Hi!

2016-09-26 23:25 GMT+02:00 Borden Rhodes <[email protected]>:

> As the subject says, on my Debian Stretch laptop, attempting to use
> the KDE print settings or KUser prompts me to login with the root
> account. This is a problem because I installed Debian with the root
> account locked out. I thought Polkit was supposed to have taken care
> of all of this. Perhaps I'm missing a package?
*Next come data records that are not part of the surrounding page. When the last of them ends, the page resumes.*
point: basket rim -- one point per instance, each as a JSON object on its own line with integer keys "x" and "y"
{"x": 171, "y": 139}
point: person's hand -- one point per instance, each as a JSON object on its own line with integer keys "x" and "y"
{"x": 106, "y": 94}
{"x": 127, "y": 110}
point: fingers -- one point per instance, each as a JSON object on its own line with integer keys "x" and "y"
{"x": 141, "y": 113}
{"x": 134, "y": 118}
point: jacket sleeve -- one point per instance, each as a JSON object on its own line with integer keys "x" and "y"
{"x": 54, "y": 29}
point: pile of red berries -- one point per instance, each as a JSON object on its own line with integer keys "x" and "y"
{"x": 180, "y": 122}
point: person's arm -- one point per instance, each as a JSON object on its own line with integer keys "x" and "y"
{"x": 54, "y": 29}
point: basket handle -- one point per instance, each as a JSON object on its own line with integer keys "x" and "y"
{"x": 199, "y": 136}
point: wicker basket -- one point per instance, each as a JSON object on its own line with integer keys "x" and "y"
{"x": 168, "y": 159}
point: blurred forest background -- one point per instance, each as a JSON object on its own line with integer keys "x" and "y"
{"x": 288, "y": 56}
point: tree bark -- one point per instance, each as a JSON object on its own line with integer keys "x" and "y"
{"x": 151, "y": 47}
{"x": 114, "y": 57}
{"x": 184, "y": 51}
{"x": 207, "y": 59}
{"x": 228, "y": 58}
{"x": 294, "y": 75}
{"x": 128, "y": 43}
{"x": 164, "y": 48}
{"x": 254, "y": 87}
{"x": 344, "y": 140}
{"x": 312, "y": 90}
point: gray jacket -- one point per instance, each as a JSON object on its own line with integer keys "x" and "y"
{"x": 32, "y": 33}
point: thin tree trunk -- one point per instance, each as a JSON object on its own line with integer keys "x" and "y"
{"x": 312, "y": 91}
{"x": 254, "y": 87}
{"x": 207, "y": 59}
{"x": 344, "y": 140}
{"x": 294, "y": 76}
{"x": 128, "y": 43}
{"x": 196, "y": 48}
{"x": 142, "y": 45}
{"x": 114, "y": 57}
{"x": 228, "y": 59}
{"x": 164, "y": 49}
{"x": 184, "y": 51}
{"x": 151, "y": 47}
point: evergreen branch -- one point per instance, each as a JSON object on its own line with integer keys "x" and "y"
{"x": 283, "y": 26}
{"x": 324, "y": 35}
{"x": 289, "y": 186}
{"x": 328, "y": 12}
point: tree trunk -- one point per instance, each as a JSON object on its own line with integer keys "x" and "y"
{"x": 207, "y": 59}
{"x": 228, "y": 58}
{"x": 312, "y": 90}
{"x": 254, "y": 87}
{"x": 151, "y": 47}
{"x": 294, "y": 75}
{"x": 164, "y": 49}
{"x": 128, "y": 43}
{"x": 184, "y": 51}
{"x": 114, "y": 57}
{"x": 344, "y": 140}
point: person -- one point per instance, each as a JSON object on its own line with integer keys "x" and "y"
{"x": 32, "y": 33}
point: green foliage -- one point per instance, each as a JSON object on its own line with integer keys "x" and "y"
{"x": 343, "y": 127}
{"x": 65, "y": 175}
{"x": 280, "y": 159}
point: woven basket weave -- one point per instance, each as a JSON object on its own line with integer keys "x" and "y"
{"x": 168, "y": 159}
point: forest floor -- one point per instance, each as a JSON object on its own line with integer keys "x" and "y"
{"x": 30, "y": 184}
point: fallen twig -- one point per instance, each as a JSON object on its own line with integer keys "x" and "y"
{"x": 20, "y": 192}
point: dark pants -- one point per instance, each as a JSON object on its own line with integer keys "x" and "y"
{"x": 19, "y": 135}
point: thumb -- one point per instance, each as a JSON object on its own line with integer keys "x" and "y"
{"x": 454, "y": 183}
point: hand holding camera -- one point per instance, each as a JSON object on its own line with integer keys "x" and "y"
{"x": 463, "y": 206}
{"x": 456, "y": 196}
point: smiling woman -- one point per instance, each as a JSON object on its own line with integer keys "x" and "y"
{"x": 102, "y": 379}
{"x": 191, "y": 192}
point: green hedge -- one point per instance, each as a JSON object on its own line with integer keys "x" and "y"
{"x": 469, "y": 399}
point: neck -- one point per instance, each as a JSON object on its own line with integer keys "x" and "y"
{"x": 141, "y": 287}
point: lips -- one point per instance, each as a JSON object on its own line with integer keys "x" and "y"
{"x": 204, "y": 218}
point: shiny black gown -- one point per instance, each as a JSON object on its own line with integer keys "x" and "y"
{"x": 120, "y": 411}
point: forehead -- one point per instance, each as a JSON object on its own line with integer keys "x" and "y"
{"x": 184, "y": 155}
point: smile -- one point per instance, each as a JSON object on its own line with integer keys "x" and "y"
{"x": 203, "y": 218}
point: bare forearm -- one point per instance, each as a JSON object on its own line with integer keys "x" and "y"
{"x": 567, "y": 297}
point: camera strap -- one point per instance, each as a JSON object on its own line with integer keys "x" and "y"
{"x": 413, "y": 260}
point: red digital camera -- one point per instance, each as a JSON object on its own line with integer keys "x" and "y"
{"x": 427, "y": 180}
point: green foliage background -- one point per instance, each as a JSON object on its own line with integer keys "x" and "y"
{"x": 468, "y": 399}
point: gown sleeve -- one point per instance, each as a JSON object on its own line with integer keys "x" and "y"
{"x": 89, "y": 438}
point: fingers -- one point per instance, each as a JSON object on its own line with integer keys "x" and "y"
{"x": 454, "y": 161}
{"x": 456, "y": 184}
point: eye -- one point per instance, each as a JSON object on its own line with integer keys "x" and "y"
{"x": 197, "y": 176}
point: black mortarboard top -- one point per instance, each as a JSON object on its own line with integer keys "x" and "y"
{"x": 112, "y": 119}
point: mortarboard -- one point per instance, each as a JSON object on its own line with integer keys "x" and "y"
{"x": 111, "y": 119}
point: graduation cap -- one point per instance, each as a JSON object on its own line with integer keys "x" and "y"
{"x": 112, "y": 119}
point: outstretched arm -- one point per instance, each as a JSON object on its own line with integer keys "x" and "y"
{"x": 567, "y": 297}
I also reinstalled
> kdesudo to no joy.
>
> I'm sure other K settings apps are broken like this, too, but I
> haven't found them yet.
>
>
I was able to avoid the root password prompt from the KDE printer settings
module by just adding my user to the lpadmin group:

$ sudo adduser <user> lpadmin
(logout - login afterwards)

Other programs like KUser (KSystemLog is another one) seem a different
issue.
Apparently kuser, when launched from plasmashell, gains root privileges
through kdesu (not Polkit).

After you install kdesudo you *can* invoke it explicitly to start programs
with sudo, but applications configured to be executed as root in the kde
menu will still get root privileges through kdesu which requires the root
password.

If you want kdesudo to replace kdesu by default, you have to
'dpkg-reconfigure kdesudo' and select 'Yes' to divert kdesu:

# dpkg-reconfigure kdesudo
(select Yes, output:)
Adding 'diversion of /usr/lib/kde4/libexec/kdesu to
/usr/lib/kde4/libexec/kdesu.kde by kdesudo'
Adding 'diversion of /usr/share/man/man1/kdesu.1.gz to
/usr/share/man/man1/kdesu.kde.1.gz by kdesudo'

This used to work in kde4 (wheezy, jessie). It seems that those diversions
have no effect In kf5 because kdesu is loaded from a different location:

$ pgrep -ax kdesu
5676 /usr/lib/x86_64-linux-gnu/libexec/kf5/kdesu -u root -c /usr/bin/kuser
--icon kuser -caption KUser

So, in fact applications launched through the multiarch
/usr/lib/<arch>/libexec/kf5/kdesu will never use kdesudo even if the latter
is installed and configured to replace kdesu, this way you are always asked
to provide the root password, not the user one.

 As a workaround you can open kmenuedit, navigate to System->KUser (or any
other affected command), prepend 'kdesudo' to the command string and
uncheck 'run as a different user' in the Advanced tab.

Probably it's worth to file a bug against kdesudo even though the double
location of kdesu is also playing a role in this issue.